NAME¶
docx2txt - convert Microsoft OOXML files to plain text.
SYNOPSIS¶
docx2txt [ infile.docx|-|-h ] [ outfile.txt|- ]
docx2txt < infile.docx
docx2txt < infile.docx > outfile.txt
DESCRIPTION¶
This manual page documents briefly the
docx2txt commands.
docx2txt docx2txt is a tool that attempts to generate equivalent (ASCII)

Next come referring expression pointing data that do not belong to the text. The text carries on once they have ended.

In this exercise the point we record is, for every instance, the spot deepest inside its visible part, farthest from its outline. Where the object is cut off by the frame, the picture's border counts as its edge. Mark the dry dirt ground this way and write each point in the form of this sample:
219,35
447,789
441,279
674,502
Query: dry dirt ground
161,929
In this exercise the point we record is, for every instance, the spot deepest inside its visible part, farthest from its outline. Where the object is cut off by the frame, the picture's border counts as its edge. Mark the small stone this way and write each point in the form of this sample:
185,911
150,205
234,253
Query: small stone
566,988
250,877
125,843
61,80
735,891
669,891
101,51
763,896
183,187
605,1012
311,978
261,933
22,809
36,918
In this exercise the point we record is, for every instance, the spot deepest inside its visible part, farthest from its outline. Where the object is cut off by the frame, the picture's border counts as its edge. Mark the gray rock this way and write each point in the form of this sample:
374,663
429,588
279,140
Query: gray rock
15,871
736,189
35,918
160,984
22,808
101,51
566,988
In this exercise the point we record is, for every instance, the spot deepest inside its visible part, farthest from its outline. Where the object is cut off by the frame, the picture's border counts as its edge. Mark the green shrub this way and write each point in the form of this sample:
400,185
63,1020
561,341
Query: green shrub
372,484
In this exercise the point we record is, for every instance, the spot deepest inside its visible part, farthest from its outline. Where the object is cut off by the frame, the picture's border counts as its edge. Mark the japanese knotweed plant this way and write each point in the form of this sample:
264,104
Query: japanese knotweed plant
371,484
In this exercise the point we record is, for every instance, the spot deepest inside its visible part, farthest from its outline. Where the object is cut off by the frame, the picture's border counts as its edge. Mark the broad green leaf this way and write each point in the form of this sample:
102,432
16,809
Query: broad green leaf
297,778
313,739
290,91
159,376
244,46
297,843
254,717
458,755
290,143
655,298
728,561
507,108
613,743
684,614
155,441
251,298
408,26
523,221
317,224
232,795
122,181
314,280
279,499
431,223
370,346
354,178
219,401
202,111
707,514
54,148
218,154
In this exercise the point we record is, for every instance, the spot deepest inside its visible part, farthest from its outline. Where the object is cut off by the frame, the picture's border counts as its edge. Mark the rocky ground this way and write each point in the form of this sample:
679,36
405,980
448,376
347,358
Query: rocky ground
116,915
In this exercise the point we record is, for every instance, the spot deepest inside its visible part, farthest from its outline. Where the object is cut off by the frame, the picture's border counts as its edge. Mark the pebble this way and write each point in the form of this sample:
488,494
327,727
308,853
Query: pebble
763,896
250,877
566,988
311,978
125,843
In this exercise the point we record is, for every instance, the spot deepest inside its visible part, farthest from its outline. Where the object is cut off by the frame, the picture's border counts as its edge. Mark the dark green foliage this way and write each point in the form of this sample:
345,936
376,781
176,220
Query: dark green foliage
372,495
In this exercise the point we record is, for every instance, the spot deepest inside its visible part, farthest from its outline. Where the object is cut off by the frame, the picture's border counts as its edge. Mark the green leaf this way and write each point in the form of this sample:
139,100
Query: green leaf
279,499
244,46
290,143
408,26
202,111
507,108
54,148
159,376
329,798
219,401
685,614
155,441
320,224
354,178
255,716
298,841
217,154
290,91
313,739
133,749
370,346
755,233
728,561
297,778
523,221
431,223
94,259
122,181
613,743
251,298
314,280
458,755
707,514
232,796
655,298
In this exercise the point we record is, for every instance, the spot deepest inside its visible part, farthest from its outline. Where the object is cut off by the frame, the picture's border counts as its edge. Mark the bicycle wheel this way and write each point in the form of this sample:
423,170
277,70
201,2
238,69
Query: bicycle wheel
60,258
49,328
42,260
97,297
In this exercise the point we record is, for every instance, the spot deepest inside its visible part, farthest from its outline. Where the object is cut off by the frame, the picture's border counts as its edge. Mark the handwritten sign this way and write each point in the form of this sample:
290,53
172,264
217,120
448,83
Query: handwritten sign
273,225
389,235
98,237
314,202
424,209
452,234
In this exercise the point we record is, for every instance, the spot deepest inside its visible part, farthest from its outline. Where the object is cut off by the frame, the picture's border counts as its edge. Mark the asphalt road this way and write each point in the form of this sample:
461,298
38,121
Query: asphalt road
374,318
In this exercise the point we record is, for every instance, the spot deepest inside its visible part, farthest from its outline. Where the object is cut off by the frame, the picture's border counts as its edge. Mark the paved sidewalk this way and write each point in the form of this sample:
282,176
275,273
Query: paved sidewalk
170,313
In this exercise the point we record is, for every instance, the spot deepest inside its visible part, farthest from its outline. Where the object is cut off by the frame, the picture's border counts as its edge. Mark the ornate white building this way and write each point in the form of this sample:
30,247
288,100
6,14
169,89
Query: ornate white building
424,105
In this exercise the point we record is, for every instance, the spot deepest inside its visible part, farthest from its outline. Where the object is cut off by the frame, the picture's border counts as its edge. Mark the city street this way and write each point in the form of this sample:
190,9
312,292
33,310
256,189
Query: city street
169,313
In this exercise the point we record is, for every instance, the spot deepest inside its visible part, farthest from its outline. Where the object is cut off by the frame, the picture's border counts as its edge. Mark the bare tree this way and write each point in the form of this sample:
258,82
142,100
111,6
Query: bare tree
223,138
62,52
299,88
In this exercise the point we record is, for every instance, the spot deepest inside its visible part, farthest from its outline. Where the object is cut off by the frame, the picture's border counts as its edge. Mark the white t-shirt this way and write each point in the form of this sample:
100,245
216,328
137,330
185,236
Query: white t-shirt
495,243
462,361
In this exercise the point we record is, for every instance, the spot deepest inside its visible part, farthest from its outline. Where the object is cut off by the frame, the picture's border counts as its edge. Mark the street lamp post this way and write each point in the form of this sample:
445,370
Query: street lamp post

text files from Microsoft .docx documents, preserving some formatting and
document information (which MS text conversion drops) along with appropriate
character conversions for a good (ASCII) text experience. It is a platform
independent solution consisting of (core) Perl and (wrapper) Unix/Windows
shell scripts and a configuration file to control the output text appearance
to fair extent. It can very conveniently be used to build a Web based docx
document conversion service. With unzippers like CakeCmd that can deal with
corrupt Zip archives, this tool can extract text from corrupt docx documents
in many cases, where MS word processor fails to even open them.
OPTIONS¶
- -h
- As the first argument to get this usage information.
- -
- As the infile name to read the docx file from STDIN.
- -
- As the outfile name to dump the text on STDOUT.
Output is saved in infile.txt if second argument is omitted.
AUTHOR¶
docx2txt was written by Sandeep Kumar <shimple0@yahoo.com>.
This manual page was written by Khalid El Fathi <khalid@elfathi.fr>, for
the Debian project (and may be used by others).